This is not the wacky proclamation of a doomsday cult, apocalypse Bible
sect or conspiracy theory society. Rather, it is the scientific conclusion of
the best-paid, most widely respected geologists, physicists and investment
bankers in the world. These are rational, professional, conservative
individuals who are absolutely terrified by the phenomenon known as global
peak oil.
Later, Congressmean Bartlett concluded by saying:
Is there any reason to remain optimistic or hopeful? Let me go back to
Matt Savinar, that not-too-optimistic journalist. "If what you mean is there
any way technology or the market or brilliant scientists or comprehensive
government programs are going to hold things together or solve this for
me or allow for business to continue as usual, the answer is no. On the
other hand, if what you really mean is is there any way that I still can have
a happy, fulfilling life, in spite of some clearly grim facts, the answer is yes.
But it is going to require a lot of work, a lot of adjustments, and probably a
bit of good fortune on your part.'
Bartlett employed two analogies, one regarding Jevon's Paradox and the other regarding the energy density of gasoline, both of which were originally published on the main page of this site.
July 20, 2005 Update:
Mr. Speaker, if you go to your computer this evening and do a Google search for peak oil, you will find there a large assortment of articles and comments. Like every issue, you will find a few people who are on the extreme, but there will be a lot of mainstream observations there.
One of the articles that you will find there was written by Matt Savinar. Matt Savinar is not a technical person. He is a lawyer, a good one, and he does what lawyers do. He goes to the sources and builds his case.

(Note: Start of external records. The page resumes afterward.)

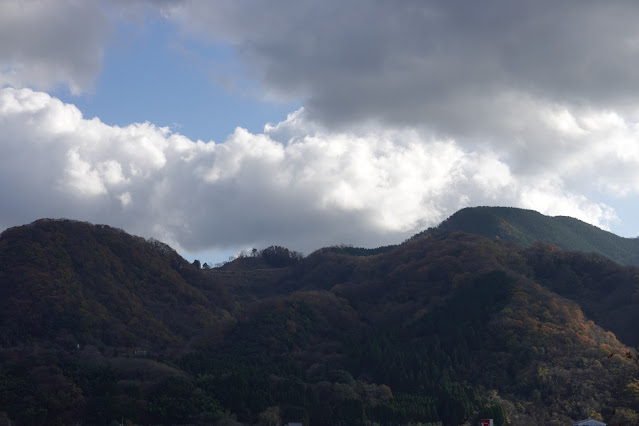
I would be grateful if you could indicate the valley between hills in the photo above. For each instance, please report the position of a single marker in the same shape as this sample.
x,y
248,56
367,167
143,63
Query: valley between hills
x,y
498,313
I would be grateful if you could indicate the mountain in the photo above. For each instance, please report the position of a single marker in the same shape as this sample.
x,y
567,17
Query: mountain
x,y
528,226
448,327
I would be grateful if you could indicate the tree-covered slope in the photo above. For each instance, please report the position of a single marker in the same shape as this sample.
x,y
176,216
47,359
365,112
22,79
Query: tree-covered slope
x,y
84,283
98,326
528,226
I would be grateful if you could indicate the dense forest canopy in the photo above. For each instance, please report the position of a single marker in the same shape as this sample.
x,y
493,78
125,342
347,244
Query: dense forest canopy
x,y
98,326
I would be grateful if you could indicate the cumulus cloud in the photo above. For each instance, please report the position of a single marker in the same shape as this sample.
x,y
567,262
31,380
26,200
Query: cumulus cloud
x,y
296,184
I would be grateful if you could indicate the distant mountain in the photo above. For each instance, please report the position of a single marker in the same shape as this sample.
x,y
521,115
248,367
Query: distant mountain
x,y
76,282
528,226
448,327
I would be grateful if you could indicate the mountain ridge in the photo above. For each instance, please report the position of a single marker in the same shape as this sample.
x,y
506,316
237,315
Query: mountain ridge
x,y
528,226
445,328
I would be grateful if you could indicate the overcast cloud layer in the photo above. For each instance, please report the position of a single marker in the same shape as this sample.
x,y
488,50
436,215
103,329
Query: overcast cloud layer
x,y
412,110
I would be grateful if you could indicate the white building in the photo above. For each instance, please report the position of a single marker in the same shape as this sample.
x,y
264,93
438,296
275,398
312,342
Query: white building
x,y
589,422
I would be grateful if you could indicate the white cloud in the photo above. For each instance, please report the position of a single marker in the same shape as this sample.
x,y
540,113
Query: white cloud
x,y
290,185
47,43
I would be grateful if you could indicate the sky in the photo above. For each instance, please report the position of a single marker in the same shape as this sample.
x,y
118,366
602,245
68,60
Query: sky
x,y
218,126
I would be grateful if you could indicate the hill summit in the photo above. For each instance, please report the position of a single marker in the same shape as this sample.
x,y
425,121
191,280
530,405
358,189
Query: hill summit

I remember in another life I was involved in morphing some of my knowledge of human physiology into the practical world, and I was awarded 20 patents. For every one of those I had a lawyer. I knew that he knew absolutely nothing about the subject that he was helping me on before he came to work with me. By the way, Mr. Speaker, the 20 patents I had, 19 were military patents so these were military lawyers. I was really impressed with how quickly they caught on and knew what was going on and were able to contribute.
I think that Matt Savinar has done that, and I wanted to begin this discussion this evening with a quote from Matt Savinar because it kind of grabs your attention and makes you either want to put down his article with the statement that gee, this guy cannot be for real, or you want to finish it to see the basis for his statement because he begins his article by saying, "Dear Reader, Civilization as we know it is coming to an end soon.''
When my wife read that she had the first reaction that I mentioned, Gee, this guy is a nut. I am not going to read any further.
I said, Please read on and reserve judgment until you have finished reading his thesis.
She read on and at the end was genuinely frightened by what she read. . . . Matt Savinar could be correct when he said, "Dear Reader, civilization as we know it is coming to an end soon.'' I would encourage you, Mr. Speaker, to pull up his article and read it. It is really very sobering.